The couple tows the caravan with a utility vehicle. They have a rather minimalist lifestyle, with the caravan filled mainly with work equipment, camera equipment and outdoor and hiking essentials.
“We don’t really have a lot of personal belongings, everything’s really purpose focused for being on the road either in a working or in an adventure capacity.”
One of the main advantages of working in a caravan, according to Malone, is being able to disconnect and unwind when you need to.
“It’s very easy as a remote worker to just sit at your desk [and] hustle 50, 60 hours a week because sometimes you’ve got that nagging voice [questioning] whether you’re doing enough because you remote,” he said.
Another advantage? You can go on an adventure when you want to.
But, as with all things, working from a caravan does have its drawbacks, especially you’re a chief technology officer and your work relies on a stable internet connection.
“Finding reliable internet can sometimes be difficult, which obviously is very important when you’re a knowledge worker who works in technology,” Malone said. “You need not only a good internet but generally fast internet.”
And of course, the issue of communication comes into play.
“Like any remote role, when you’re not next to people, communication can sometimes be difficult,” Malone added.

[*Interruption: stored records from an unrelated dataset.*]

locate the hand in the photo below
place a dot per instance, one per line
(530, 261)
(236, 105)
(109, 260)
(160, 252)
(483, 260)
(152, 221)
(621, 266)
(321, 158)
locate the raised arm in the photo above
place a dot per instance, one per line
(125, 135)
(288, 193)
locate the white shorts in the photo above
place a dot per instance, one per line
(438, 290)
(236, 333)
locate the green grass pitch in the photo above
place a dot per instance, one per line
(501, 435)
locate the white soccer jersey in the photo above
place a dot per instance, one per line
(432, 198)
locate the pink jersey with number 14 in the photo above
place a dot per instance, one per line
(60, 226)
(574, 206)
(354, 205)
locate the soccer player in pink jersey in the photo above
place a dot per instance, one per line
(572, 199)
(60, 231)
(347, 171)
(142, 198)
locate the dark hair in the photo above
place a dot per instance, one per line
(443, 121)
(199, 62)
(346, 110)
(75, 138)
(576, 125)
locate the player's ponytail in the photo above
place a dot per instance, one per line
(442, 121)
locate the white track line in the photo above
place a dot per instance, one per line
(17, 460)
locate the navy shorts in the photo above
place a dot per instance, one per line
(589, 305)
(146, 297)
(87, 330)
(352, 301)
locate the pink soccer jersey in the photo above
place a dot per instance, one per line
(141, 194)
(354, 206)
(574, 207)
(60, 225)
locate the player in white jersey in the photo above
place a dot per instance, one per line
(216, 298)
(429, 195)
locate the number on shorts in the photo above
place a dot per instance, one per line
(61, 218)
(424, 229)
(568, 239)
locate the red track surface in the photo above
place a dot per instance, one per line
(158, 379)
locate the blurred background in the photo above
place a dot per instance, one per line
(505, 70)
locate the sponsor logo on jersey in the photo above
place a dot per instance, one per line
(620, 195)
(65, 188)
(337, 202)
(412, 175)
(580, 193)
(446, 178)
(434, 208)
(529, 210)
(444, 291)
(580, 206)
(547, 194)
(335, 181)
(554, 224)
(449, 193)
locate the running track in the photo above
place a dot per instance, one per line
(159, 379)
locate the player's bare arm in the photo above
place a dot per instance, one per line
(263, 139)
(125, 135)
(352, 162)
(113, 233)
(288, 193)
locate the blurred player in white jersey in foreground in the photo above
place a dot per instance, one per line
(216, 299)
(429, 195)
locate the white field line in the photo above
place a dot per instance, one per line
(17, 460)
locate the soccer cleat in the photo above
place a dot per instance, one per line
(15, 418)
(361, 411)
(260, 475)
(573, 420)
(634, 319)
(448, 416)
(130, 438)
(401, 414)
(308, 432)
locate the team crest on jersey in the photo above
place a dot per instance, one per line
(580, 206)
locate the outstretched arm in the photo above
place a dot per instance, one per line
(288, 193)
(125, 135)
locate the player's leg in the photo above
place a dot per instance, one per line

“I talk a lot about the need to over-communicate. If you need to say it once in person, you probably need to say it three times when you’re remote. So you do end up spending a lot of your time really communicating and recommunicating a lot of what needs to be done.”
Should you work from a caravan?
Malone said he would recommend travelling and working from a caravan to anyone. “My wife and I have learned a lot about each other over the last 18 months,” he said. “We’ve certainly had more time together during that time than we’ve ever had before.”
But Malone did warn that it tests your relationship, especially spending nearly all week within two or three metres of his wife.
Nonetheless he hopes to see more remote lifestyles happening as a result of the coronavirus pandemic. He mentioned a whole culture around digital nomadism – essentially the idea of ‘grey nomads’ but among people who work in technology.
“One of the things that I really hope that comes out of the pandemic is that remote working lifestyles do open up for more people,” he said. “I think businesses in general are realising, ‘Hey, we didn’t need ‘Sally’ or ‘Kevin’ to sit next to us in order to actually know they’re working.”
While the border restrictions are still tight in Australia, Malone still has plans to travel in the future. While the couple is “taking a moment to catch our breath” in their hometown of Dubbo, New South Wales, once the borders open up, they’ll look to travel around the rest of the country.
“I don’t see us stopping travelling anytime soon,” Malone said. “In fact, I think once the border restrictions are released we’ll either head back down to Tasmania for a little while longer – because it’s just such a beautiful and very different part of Australia – or we’ll go to the rest of the states and really make our way around the rest of the country and experience that entire lap as they call it.”